Take a tour of the Apollo Press Student Publishing Center 

Embracing tech, Cassinelli says, “We have to ask ourselves, ‘What can I do to make sure every kid is successful?’” She lunches with different staff every day, asking how she can help. At a learning showcase she organized, students ran demonstration stations for teachers, from project-based learning activities to creating a website and VR. Cassinelli wrote Inspiring Curiosity: A Librarian’s Guide to Inquiry-Based Learning  Website: Edtech Vision; Twitter: @ccassinelli

 


 

Brooksie Kramer (left); a  student's Instagram Story presents research about a career in computer programming.


 

Brooksie Kramer

Librarian, Brookville High School, Lynchburg, VA

Tenth graders at Brookville High School spend a year researching a potential career using information literacy skills. Instead of writing a paper, they create a storyboard and use Instagram to create a final “Day in the Life” project. Throughout, they learn about ethical use of photos and use digital tools to synthesize research.

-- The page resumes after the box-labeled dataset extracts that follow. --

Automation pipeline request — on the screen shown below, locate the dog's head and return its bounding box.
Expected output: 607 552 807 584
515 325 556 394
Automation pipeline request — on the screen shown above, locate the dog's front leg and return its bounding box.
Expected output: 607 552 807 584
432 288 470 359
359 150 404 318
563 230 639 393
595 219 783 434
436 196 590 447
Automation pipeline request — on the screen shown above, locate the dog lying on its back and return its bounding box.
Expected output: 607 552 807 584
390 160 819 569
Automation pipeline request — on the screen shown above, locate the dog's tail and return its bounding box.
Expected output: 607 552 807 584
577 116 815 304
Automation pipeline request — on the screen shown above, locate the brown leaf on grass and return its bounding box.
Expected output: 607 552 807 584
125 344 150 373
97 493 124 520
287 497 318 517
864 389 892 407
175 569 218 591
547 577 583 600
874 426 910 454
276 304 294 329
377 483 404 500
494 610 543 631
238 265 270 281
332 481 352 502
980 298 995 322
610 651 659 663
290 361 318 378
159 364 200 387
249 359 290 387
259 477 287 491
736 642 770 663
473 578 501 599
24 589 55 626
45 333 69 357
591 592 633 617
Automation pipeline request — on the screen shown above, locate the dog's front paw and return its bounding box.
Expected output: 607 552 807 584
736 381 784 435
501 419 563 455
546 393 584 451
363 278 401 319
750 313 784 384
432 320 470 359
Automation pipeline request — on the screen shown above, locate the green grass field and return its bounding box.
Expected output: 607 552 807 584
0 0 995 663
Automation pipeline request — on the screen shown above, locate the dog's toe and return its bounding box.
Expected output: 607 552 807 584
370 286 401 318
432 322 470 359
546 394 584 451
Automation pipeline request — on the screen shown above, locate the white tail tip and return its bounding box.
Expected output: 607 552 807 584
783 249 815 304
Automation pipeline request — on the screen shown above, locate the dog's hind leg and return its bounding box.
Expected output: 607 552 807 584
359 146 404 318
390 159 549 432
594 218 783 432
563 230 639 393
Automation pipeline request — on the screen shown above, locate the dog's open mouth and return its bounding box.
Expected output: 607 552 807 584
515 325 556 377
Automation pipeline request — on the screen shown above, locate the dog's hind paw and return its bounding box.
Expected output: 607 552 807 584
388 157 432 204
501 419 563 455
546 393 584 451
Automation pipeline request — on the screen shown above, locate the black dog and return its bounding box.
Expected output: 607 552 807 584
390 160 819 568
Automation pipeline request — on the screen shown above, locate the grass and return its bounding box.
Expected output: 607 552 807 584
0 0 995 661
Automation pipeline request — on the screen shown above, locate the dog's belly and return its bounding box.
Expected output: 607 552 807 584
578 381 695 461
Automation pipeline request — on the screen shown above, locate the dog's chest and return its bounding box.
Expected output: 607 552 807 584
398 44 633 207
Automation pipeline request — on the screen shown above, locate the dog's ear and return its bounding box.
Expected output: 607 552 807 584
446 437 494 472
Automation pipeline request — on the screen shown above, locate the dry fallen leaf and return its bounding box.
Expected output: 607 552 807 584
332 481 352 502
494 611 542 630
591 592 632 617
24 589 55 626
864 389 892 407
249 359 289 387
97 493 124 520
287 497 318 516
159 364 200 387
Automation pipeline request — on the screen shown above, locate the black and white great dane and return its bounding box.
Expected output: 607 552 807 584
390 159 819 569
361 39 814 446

It’s part of a four-year inquiry continuum that Kramer oversees. Ninth graders learn about good sources in a research boot camp. Eleventh graders study the United Nations’ global goals and apply them to a local project, using Google Drawings to create infographics or a green screen while shooting videos for a campaign. In 12th grade, they create a Serial-style podcast about a topic of their choice.

Kramer’s work has spawned several professional learning communities, including a Google Classroom she set up where teachers and students complete training challenges, ranging from coding games to cleaning up their Google Drives. She gets ideas from podcasts, including Google Teacher Tribe, and Twitter, which “totally changed” her PD. “I’m the only librarian in my building. Suddenly, I had lots of people thinking with me.” Twitter: @BrooksieBKramer

 


 

Kate MacMillan (left)

Coordinator of Library Services

Jennifer Baker

Librarian and Communications Media Specialist, Napa Valley Unified School District, CA

Kate MacMillan and Jennifer Baker strongly believe that using available tech will keep libraries relevant and able to evolve in the future. “Technology can either be the librarian’s best friend or the death knell,” says MacMillan. “You embrace it, or it works against you.”

At Napa Valley USD, that meant moving beyond the idea of the brick-and-mortar libraries circulating print books to a digital district-wide model. Now, 49 percent of NVUSD retrievals are digital. MacMillan and Baker had expected that most checkouts would be anthologies and heavy books used by older students. The surprise was the huge number of read-alongs and audiobooks circulated by elementary kids.

MacMillan and Baker’s One Card Project allows a student’s ID, issued in kindergarten, to serve as a full-service library card. “It’s a journey, a digital journey,” says MacMillan of the libraries’ digitization and other endeavors. “It’s just begun, but I think it’s going to blossom.” MacMillan blogs at Knowledge Quest.